Fireplace inserts are a special type of wood stove and are specifically designed to fit into the firebox (where logs normally go) of an existing fireplace and to use the fireplace flue to vent smoke and other by-products of combustion. Since the insert must be smaller than the fireplace opening, there is usually a surround panel attached to the stove which extends out around the fireplace opening to seal the firebox from room air.

Since 1984, national codes and standards – as well as many manufacturer’s installation instructions – have dictated that a connector pipe extend from the flue collar outlet of the stove or insert…up through the fireplace damper…and into the first flue tile of the masonry chimney.

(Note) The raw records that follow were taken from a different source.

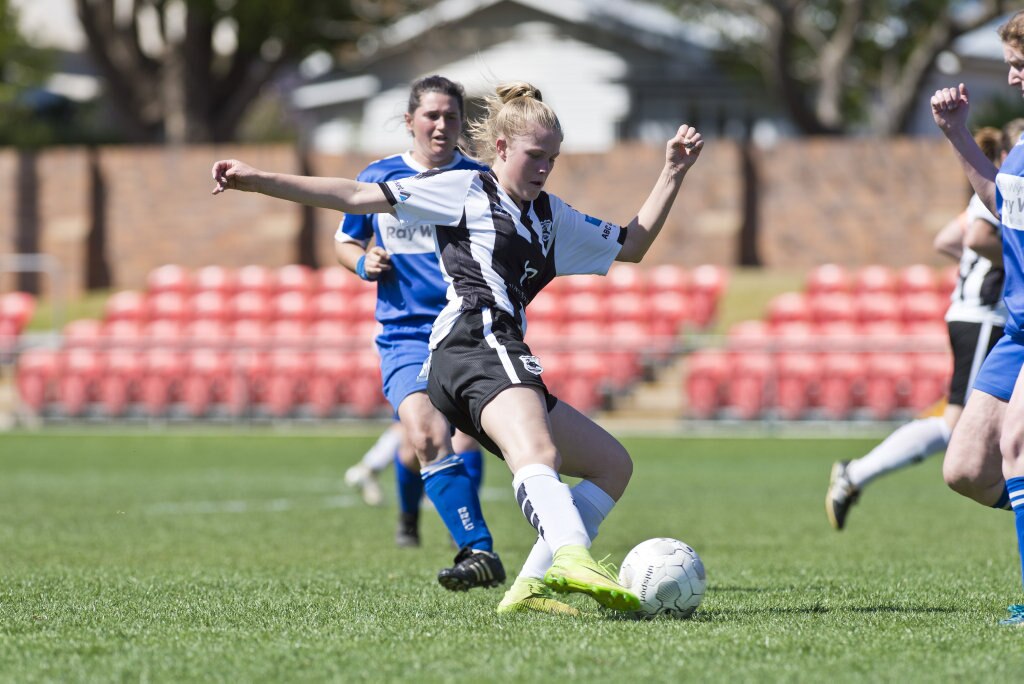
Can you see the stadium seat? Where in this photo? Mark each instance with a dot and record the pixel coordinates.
(291, 305)
(668, 278)
(169, 278)
(827, 279)
(80, 372)
(748, 384)
(841, 385)
(294, 278)
(167, 305)
(119, 386)
(707, 372)
(916, 279)
(872, 307)
(707, 285)
(215, 279)
(37, 374)
(875, 279)
(796, 383)
(209, 305)
(17, 308)
(249, 305)
(828, 307)
(254, 279)
(626, 278)
(887, 384)
(788, 307)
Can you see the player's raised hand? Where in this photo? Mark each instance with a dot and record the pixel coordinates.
(378, 262)
(950, 107)
(684, 147)
(230, 174)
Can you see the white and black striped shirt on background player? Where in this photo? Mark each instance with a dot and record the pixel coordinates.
(978, 297)
(493, 253)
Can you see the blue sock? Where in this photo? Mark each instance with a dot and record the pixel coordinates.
(1015, 485)
(474, 465)
(1004, 502)
(410, 487)
(451, 490)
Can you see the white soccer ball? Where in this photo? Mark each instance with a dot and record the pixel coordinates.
(668, 576)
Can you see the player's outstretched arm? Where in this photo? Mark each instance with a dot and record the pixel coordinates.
(339, 194)
(949, 110)
(681, 153)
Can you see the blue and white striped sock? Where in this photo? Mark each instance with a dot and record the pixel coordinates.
(1015, 485)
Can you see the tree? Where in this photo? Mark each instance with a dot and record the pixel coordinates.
(843, 65)
(186, 71)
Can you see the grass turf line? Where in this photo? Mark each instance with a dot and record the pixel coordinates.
(199, 558)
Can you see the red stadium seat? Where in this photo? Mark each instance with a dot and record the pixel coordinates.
(872, 307)
(17, 308)
(875, 279)
(167, 306)
(841, 385)
(708, 371)
(887, 384)
(169, 278)
(78, 386)
(584, 306)
(796, 383)
(295, 278)
(668, 278)
(215, 279)
(209, 305)
(788, 307)
(254, 279)
(827, 279)
(126, 305)
(250, 305)
(748, 386)
(37, 374)
(832, 307)
(291, 305)
(918, 279)
(626, 278)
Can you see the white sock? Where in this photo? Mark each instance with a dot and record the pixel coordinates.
(594, 506)
(909, 443)
(547, 503)
(382, 453)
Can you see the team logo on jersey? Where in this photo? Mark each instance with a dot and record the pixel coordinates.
(531, 364)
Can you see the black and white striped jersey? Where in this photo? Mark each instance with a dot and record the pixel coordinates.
(492, 253)
(978, 297)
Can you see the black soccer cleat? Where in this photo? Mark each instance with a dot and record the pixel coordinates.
(842, 495)
(473, 567)
(408, 535)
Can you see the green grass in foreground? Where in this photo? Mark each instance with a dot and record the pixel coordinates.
(240, 558)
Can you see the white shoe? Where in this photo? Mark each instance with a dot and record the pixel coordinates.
(361, 478)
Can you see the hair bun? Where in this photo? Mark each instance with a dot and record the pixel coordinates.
(509, 91)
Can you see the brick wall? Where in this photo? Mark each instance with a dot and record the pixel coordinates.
(848, 201)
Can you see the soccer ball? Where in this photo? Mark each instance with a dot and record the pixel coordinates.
(667, 575)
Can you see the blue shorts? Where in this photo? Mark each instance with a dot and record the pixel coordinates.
(403, 350)
(998, 374)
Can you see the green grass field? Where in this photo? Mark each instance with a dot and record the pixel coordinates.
(177, 558)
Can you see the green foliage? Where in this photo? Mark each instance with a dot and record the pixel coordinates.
(241, 557)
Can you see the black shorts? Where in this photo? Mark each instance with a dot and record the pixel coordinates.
(965, 338)
(482, 355)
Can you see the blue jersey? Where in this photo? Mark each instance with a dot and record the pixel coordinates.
(414, 291)
(1010, 203)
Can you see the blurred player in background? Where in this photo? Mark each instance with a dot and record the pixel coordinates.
(410, 295)
(985, 458)
(975, 319)
(501, 239)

How an Open Fireplace Works

Fireplaces aren't designed to vent (or carry away combustion by-products from) wood stoves or wood burning inserts. They are a uniquely designed solid fuel burning system in their own right. The fireplace system consists of the firebox, a damper (the mechanism that regulates air flowing up the chimney), a smoke chamber (the area between the damper and the flue) and a flue (a passageway inside the chimney through which the smoke rises). Together, they draw off the smoke and gases produced by burning wood. How well the firebox, smoke chamber and flue are in correct proportion to each other determine the system’s performance. The applicable rule of thumb (which is included in many local codes) is that the area of the firebox opening should only be about 10 times larger than the area of the flue’s interior dimension – a 10:1 ratio. Fireplaces built according to this formula seldom smoke. Since fireplaces are largely decorative, rather than a serious heat source, that’s an important feature.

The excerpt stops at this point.